Defining novel physiological roles for cardiac-resident macrophages

Résumé

Classically defined as defensive cells, macrophages are now known to be endowed with tissue-specific tasks unrelated to immunity (Davies et al., 2013). These pleiotropic functions are prominent in the heart, where tissue-resident macrophages have been shown to prevent fibrosis (Chakarov et al., 2019), facilitate electrical conduction in the atrioventricular node (Hulsmans et al., 2017), or to favour healing in injured areas (Dick et al., 2019; Nahrendorf and Swirski, 2013). Notwithstanding these observations, large numbers of macrophages of unknown functions populate other regions of the healthy heart, including the ventricular myocardium (Pinto et al., 2012), suggesting broader homeostatic functions for heart-resident macrophages.
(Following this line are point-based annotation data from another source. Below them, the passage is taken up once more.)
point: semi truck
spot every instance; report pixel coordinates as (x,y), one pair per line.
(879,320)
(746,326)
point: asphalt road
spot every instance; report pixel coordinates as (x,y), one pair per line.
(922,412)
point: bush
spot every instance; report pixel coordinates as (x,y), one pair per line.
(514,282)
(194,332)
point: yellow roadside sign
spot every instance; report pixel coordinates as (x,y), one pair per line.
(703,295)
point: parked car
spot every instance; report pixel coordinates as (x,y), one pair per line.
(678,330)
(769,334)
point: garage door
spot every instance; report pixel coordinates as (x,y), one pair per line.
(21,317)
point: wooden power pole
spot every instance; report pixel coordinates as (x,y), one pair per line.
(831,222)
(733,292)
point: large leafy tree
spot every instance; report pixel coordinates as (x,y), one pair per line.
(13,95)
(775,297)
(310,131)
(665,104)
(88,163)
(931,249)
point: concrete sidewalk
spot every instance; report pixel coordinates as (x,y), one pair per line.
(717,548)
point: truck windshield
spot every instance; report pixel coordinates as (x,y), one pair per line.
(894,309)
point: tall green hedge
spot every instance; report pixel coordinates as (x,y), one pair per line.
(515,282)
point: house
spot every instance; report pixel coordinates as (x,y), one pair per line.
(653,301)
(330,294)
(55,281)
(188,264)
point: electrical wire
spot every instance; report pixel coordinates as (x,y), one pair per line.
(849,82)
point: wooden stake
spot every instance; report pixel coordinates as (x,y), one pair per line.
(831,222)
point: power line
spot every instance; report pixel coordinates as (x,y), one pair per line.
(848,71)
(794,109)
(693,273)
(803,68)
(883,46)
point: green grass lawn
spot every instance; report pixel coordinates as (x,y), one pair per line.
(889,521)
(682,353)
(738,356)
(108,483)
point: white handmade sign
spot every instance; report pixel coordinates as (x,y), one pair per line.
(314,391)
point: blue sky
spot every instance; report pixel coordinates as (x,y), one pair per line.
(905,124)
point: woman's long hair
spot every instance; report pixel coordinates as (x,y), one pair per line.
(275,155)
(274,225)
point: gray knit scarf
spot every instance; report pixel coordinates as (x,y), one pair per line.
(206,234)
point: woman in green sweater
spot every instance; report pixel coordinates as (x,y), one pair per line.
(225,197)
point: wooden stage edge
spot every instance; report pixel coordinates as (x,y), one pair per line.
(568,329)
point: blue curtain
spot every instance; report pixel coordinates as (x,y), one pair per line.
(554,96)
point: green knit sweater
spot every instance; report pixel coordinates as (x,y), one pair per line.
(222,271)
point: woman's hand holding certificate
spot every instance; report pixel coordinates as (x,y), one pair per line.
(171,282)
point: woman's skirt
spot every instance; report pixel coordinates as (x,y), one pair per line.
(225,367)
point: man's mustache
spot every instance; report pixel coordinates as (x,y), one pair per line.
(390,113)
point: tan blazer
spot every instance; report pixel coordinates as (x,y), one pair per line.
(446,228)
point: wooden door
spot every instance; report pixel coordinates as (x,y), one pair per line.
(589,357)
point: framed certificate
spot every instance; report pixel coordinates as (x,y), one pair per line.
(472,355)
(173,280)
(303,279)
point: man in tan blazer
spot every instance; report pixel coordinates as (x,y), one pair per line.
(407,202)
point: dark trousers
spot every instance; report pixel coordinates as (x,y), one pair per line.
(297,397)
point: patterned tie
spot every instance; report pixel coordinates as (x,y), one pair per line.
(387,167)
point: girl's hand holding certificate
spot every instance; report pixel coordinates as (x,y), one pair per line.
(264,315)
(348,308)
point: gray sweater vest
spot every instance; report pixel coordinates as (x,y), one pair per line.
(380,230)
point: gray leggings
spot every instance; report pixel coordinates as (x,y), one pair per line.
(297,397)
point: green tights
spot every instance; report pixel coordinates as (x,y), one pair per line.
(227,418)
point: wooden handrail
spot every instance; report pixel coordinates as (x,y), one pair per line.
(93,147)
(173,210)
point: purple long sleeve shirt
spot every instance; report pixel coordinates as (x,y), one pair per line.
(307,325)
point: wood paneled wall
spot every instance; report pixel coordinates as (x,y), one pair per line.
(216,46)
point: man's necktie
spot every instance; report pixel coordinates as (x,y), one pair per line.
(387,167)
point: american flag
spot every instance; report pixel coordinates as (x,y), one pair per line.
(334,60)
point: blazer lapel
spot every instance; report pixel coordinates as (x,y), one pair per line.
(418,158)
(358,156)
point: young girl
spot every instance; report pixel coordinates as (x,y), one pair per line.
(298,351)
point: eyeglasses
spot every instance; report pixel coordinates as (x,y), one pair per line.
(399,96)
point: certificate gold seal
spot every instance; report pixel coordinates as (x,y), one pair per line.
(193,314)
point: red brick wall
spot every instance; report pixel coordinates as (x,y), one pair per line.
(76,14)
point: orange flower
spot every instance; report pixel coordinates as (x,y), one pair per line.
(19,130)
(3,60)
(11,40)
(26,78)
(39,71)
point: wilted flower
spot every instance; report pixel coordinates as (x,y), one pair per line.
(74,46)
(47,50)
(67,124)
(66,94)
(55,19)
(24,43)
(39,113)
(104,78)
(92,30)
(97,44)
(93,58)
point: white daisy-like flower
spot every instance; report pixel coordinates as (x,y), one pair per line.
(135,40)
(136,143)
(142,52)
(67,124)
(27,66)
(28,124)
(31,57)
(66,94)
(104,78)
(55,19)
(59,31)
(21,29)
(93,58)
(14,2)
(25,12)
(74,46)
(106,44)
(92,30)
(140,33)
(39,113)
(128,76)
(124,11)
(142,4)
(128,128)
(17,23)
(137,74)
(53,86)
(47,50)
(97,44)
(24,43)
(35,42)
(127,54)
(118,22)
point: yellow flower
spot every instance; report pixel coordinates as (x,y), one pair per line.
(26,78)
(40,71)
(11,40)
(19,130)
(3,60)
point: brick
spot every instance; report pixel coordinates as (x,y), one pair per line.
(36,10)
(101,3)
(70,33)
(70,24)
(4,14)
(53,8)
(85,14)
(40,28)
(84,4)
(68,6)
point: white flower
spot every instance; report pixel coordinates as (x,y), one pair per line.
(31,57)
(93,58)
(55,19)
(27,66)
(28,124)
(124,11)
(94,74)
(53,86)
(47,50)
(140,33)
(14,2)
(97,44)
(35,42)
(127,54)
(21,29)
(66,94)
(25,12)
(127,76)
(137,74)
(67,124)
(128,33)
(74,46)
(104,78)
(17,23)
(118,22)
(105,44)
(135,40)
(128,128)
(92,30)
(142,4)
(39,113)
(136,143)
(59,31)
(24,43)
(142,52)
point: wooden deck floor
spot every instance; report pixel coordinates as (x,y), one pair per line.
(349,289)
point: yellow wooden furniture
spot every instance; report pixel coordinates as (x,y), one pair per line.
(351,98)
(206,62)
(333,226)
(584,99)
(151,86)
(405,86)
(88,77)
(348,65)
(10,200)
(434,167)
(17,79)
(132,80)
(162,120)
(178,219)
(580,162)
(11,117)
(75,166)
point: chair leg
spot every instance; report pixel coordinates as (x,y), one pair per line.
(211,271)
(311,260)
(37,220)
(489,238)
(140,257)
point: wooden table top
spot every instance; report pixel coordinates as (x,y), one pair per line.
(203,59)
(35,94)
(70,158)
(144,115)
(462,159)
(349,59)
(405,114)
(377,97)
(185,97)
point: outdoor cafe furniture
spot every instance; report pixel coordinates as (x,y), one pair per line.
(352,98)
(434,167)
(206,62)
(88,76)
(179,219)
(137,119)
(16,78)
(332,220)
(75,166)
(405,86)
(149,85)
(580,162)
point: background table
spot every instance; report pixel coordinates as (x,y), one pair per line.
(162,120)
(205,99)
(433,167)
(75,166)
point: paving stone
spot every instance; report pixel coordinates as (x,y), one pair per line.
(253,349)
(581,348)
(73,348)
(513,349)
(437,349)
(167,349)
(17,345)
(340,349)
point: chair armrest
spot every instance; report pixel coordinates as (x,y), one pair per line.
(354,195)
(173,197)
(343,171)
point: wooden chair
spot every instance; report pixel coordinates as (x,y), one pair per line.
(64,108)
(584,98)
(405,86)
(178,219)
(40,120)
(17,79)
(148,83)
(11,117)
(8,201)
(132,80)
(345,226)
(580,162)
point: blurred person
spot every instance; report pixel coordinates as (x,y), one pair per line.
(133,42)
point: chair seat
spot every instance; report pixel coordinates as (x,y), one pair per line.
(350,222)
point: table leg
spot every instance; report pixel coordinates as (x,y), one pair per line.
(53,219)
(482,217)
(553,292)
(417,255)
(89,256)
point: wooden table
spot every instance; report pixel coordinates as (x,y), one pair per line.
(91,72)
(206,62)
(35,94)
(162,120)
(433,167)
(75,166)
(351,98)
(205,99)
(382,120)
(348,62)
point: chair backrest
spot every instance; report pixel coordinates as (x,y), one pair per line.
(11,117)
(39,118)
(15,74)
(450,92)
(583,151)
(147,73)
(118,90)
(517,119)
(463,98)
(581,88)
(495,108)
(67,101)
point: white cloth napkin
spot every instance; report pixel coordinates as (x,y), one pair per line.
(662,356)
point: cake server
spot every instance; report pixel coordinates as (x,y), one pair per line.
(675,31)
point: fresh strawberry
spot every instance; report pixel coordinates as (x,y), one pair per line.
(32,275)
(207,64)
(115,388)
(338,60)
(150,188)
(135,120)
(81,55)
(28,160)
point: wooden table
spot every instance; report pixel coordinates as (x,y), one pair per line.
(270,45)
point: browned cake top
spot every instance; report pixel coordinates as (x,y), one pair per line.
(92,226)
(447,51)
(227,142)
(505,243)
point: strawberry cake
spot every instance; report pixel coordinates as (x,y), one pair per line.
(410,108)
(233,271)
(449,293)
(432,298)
In this work, we have analysed macrophages lodged within the healthy murine myocardium, and find that they are broadly distributed and actively took cellular material derived from cardiomyocytes. Cardiomyocytes ejected mitochondria in dedicated membranous particles reminiscent of neural exophers, through a process driven by the cardiomyocyte’s autophagy machinery that was enhanced during cardiac stress. Mitochondria disposed through exophers were largely dysfunctional, and were efficiently eliminated by adjacent macrophages. Recognition of cardiac exophers by the phagocytic receptor Mertk prevented inflammasome activation, mitochondrial dysfunction and proteostatic defects, while elimination of macrophages with genetic tools results in a severe cardiomyopathy. Our findings identify an immune-parenchymal pair in the murine heart that allows material transfer to preserve metabolic stability and cell homeostasis.